Lecture outline at telfordwork.net/classes/asp/mystics.html
One clarification:
In the lecture I use the term point vierge for the unsullied center of the soul where God can be found, but I don't mention that it's Thomas Merton's term. Teresa called it the center of the Interior Castle. The two concepts are compatible, but I should have clarified whose terminology I was using.
Here's a piece by Robert Barron that links the concept as various writers use it: https://uscatholic.org/articles/200807/youre-holier-than-you-know/ Money grafs in that article:
"When the divine is consciously acknowledged as the ground and organizing center of one's existence, something like wholeness or holiness is the result.

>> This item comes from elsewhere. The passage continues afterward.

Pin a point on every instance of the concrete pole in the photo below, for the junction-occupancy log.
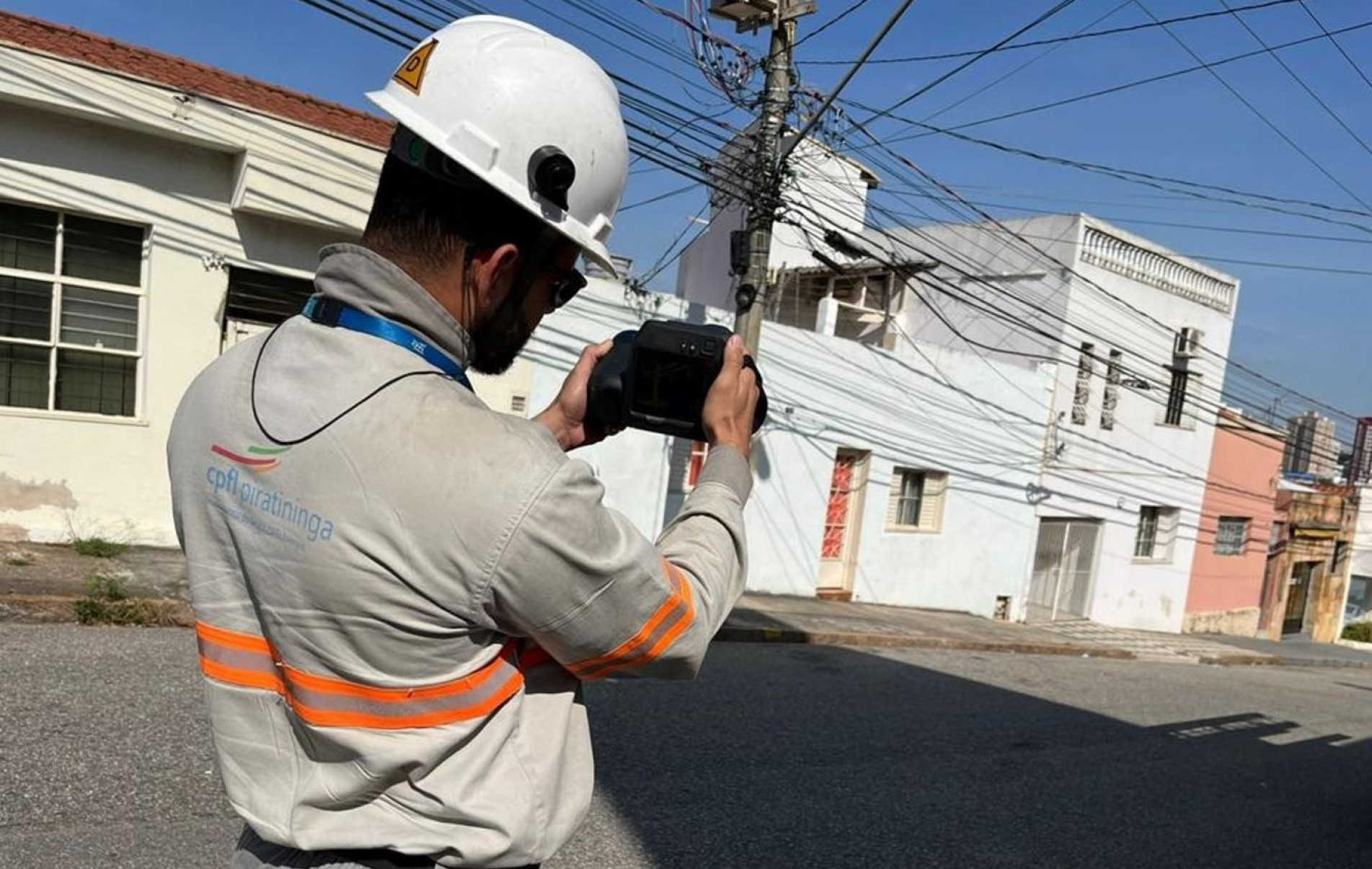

"This same truth is indicated frequently through "soul" language. Soul is not, for Christians, some spiritual entity alongside the body; instead, it is the deepest center and source of all that we are: body, emotions, passions, and mind. It is what the Bible calls "the heart," that place-sometimes soft and pliable, other times hard as a rock-that God most often addresses and in which he longs to dwell. It is that deepest wellspring that Saint Teresa of Ávila calls the "interior castle," that Meister Eckhart refers to as the "inner wine cellar," and that Thomas Merton knows as the point vièrge, the "virginal point" where we stand unsullied in the presence of God.
"When we live in the interior castle, we are safe; when we are at home in the inner wine cellar, we are regularly intoxicated with the spirit; when we identify with the virginal point, we are one with Mystery. When we live in this space, we are, in a word, holy."